2
votes

I have written that little helloworld-kind of neural network. The problem is that I constantly get that error which says:

"Traceback (most recent call last):
  File "C:/Users/Pigeonnn/PycharmProjects/Noss/Network.py", line 21, in <module>
    model.add(keras.layers.InputLayer(input_shape))
  File "C:\Users\Pigeonnn\AppData\Local\Programs\Python\Python37\lib\site-packages\tensorflow\python\training\checkpointable\base.py", line 442, in _method_wrapper
    method(self, *args, **kwargs)
  File "C:\Users\Pigeonnn\AppData\Local\Programs\Python\Python37\lib\site-packages\tensorflow\python\keras\engine\sequential.py", line 145, in add
    'Found: ' + str(layer))
TypeError: The added layer must be an instance of class Layer. Found: <keras.engine.input_layer.InputLayer object at 0x0000015EDB394DA0>"

Here's my code:

import keras
import numpy as np
from sklearn.model_selection import train_test_split
import pandas as pd
from sklearn.utils import shuffle
import tensorflow as tf

seed = 10
np.random.seed(seed)

dataset = np.loadtxt("dataset2.csv",delimiter=',',skiprows=1)
dataset = shuffle(dataset)

X = dataset[:,2:]
Y = dataset[:,1]

(X_train,X_test,Y_train,Y_test) = train_test_split(X, Y, test_size=0.15, random_state=seed)
input_shape = (13,)

model = tf.keras.models.Sequential()
model.add(keras.layers.InputLayer(input_shape))
model.add(keras.layers.core.Dense(128, activation='relu'))
model.add(keras.layers.core.Dense(128, activation='relu'))
model.add(keras.layers.core.Dense(4, activation='sigmoid'))
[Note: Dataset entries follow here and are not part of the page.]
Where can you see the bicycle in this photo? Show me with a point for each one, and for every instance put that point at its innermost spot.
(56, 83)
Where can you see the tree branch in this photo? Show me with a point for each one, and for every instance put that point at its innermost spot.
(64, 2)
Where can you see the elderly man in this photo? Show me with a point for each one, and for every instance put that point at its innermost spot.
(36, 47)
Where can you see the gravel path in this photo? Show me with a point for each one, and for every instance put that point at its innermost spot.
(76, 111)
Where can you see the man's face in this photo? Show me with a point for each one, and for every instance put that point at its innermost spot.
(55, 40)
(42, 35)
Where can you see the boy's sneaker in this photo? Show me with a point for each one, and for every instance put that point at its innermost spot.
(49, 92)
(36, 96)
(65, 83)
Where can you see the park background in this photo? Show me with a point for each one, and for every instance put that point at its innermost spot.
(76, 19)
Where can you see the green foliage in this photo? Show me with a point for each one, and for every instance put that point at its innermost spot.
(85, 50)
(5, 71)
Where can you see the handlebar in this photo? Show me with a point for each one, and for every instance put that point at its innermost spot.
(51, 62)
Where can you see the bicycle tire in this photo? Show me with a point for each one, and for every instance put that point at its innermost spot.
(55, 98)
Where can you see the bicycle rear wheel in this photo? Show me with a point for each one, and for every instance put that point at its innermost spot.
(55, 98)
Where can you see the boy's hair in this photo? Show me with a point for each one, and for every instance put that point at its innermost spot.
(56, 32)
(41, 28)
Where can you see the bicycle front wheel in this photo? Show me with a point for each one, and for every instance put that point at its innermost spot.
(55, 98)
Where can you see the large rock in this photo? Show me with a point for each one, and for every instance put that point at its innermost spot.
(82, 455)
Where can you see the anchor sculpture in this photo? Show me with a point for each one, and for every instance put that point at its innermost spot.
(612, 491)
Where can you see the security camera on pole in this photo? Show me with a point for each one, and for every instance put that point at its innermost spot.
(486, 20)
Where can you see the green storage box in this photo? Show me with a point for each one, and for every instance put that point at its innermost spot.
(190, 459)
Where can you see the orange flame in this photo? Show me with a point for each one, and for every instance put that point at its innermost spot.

model.compile(optimizer='adam',loss='sparse_categorical_crossentropy',metrics=['accuracy'])

model.fit(X_train,Y_train,epochs=20)

EDIT: after some tweaks(changing loss function, removing tf model), I have another error, this time its:

Traceback (most recent call last):
  File "C:/Users/Pigeonnn/PycharmProjects/Noss/Network.py", line 28, in 
    model.fit(X_train,Y_train,epochs=20)
  File "C:\Users\Pigeonnn\AppData\Local\Programs\Python\Python37\lib\site-packages\keras\engine\training.py", line 952, in fit
    batch_size=batch_size)
  File "C:\Users\Pigeonnn\AppData\Local\Programs\Python\Python37\lib\site-packages\keras\engine\training.py", line 789, in _standardize_user_data
    exception_prefix='target')
  File "C:\Users\Pigeonnn\AppData\Local\Programs\Python\Python37\lib\site-packages\keras\engine\training_utils.py", line 138, in standardize_input_data
    str(data_shape))
ValueError: Error when checking target: expected dense_3 to have shape (4,) but got array with shape (1,)
1
I edited post with full TracebackPigeonnn
I know, I checked that thread. I don't think actually that those threads are similiar enough to help me.Pigeonnn

1 Answers

4
votes

You are using both tf.keras and keras modules, which are not compatible. Use only one and be consistent.